La carte SIM est-elle vouée à disparaître ? Plusieurs indices suggèrent une disparition au cours des années à venir, en tant qu’objet physique usuel, de cette puce embarquée dans les téléphones portables et son remplacement progressif par un module intégré dans les appareils mobiles lors de leur fabrication.
Les premières cartes SIM, de la taille d’une carte de crédit, ont été produites en Allemagne au début des années 1990 et se sont généralisées après l’adoption du format mini-SIM en 1996. Depuis, alors que cette carte s’est graduellement rétrécie (adoption du standard micro-SIM en 2003, puis nano-SIM en 2012), elle est devenue un objet connu de tous les consommateurs et symbolisant l’avènement de l’ère de latéléphonie mobile. La nano-SIM aura vraisemblablement été l’itération la plus petite de ce support, puisque l’industrie s’apprête à entendre sur un format dit « embedded » qui correspondrait, dès lors que les constructeurs l’adopteraient, à une sorte de dématérialisation de la fonctionnalité d’identification de l’abonné aujourd’hui assurée par la carte SIM.

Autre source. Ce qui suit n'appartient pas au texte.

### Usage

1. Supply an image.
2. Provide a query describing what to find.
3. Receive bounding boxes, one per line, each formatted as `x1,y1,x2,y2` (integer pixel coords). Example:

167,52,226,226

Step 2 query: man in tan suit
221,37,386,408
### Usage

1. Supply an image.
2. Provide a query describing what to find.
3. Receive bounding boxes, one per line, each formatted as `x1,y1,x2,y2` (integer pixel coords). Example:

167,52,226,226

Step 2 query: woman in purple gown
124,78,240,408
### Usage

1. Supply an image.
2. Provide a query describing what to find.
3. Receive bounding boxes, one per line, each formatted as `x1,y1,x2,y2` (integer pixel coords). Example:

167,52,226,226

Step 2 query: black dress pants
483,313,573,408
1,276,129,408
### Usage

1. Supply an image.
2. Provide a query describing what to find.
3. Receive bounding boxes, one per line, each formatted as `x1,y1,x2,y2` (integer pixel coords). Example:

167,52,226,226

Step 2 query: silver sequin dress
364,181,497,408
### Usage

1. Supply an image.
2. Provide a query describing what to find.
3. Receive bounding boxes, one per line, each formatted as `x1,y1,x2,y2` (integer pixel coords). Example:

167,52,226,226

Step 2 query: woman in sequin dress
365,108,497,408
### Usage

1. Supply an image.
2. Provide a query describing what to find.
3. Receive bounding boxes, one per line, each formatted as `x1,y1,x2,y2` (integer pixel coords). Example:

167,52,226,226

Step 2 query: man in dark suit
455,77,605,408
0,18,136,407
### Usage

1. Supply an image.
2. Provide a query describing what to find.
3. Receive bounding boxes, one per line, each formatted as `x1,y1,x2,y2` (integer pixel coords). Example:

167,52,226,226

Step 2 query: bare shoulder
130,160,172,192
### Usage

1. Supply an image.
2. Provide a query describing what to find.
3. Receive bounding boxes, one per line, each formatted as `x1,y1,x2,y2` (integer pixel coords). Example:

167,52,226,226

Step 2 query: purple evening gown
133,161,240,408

Même si en réalité ce standard JEDEC, aussi parfois appelé « carte SIM électronique », prévoit la soudure d’une micro-puce à même les circuits du terminal, celle-ci deviendrait programmable par le biais de l’interface du téléphone et dispenserait les constructeurs d’inclure un connecteur et une fente dans leurs appareils. Samsung et Apple sont tous deux en discussion avec le consortium GSMA (qui fédère le secteur) sur l’adoption de telles cartes SIM électroniques. Le dispositif ne fait pas encore l’objet, cependant, d’un consensus en bonne et due forme : selon la patronne du GSMA, un tel consensus n’émergera pas avant l’an prochain. Pour le marché des mobiles, une telle évolution aura sans doute des conséquences considérables. Pour remplacer une chaîne de distribution qui s’est rodée depuis près d’une vingtaine d’années autour des cartes SIM et couvrant les constructeurs, les opérateurs, les points de vente et les utilisateurs, c’est une transformation d’envergure qui se prépare à la faveur de laquelle chaque intervenant tentera de tirer la couverture à soi.

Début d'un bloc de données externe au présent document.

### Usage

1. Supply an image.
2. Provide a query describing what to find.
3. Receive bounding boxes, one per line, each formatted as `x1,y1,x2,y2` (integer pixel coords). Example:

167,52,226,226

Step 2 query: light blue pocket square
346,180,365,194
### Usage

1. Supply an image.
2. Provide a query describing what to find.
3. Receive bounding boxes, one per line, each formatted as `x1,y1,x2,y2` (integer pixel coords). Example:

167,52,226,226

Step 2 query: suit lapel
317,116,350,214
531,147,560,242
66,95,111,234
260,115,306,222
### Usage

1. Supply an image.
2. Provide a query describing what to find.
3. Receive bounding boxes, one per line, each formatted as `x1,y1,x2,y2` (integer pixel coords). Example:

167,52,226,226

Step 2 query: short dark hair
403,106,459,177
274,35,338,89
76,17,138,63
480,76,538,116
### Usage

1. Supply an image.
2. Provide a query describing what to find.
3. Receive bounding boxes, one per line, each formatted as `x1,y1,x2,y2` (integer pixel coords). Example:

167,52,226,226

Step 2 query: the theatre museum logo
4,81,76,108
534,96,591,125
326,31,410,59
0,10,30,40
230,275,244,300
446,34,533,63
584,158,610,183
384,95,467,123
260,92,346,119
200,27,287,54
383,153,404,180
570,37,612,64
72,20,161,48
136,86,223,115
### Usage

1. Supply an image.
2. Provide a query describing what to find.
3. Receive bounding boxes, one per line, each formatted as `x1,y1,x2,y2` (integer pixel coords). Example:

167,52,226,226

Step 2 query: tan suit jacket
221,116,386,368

L’avènement de ce nouveau dispositif est souhaité surtout par les constructeurs, qui espèrent ainsi ravir aux opérateurs une partie au moins de la relation privilégiée que ceux-ci parviennent à établir et à entretenir avec les consommateurs par le biais des abonnements. De fait, aujourd’hui, la vente d’un abonnement se traduit en pratique par la remise de cette puce embarquée, qui en vient à symboliser le lien du consommateur avec son opérateur.
Après le passage à une version électronique de la carte SIM, le jeu sera en effet beaucoup plus ouvert pour les constructeurs, qui pourront commercialiser leurs appareils de manière plus indépendante des opérateurs. Cité dans le magazine Wired, Steve Perlman, le promoteur d’un nouveau type de réseau sans fil en voie de déploiement dans la région de San Francisco, note que les spécifications du nouvel iPhone comprennent pratiquement tous les types de réseaux sans fil en utilisation dans le monde, pour s’en réjouir. « Si vous construisez un téléphone compatible avec tous les réseaux du monde, vous facilitez la vie de ceux qui veulent migrer d’un opérateur à l’autre ». Perlman rappelle par ailleurs qu’Apple a indiqué lors de sa récente présentation vouloir aussi à l’avenir proposer des plans de financement pour ses téléphones, ce qui revient à se mettre en concurrence directe avec les opérateurs et leurs forfaits sur ce marché.
Certes, Apple n’a pas annoncé la généralisation de sa version propriétaire d’une telle puce, l’Apple SIM, qui n’est pour l’instant déployée que sur ses tablettes. Il faudra sans doute que deux ou trois intervenants majeurs introduisent une technologie unifiée pour qu’elle parvienne à s’imposer et à bousculer le status quo. Mais l’évolution vers la carte SIM électronique semble inéluctable, et il y a fort à parier qu’elle sera bénéfique pour les consommateurs.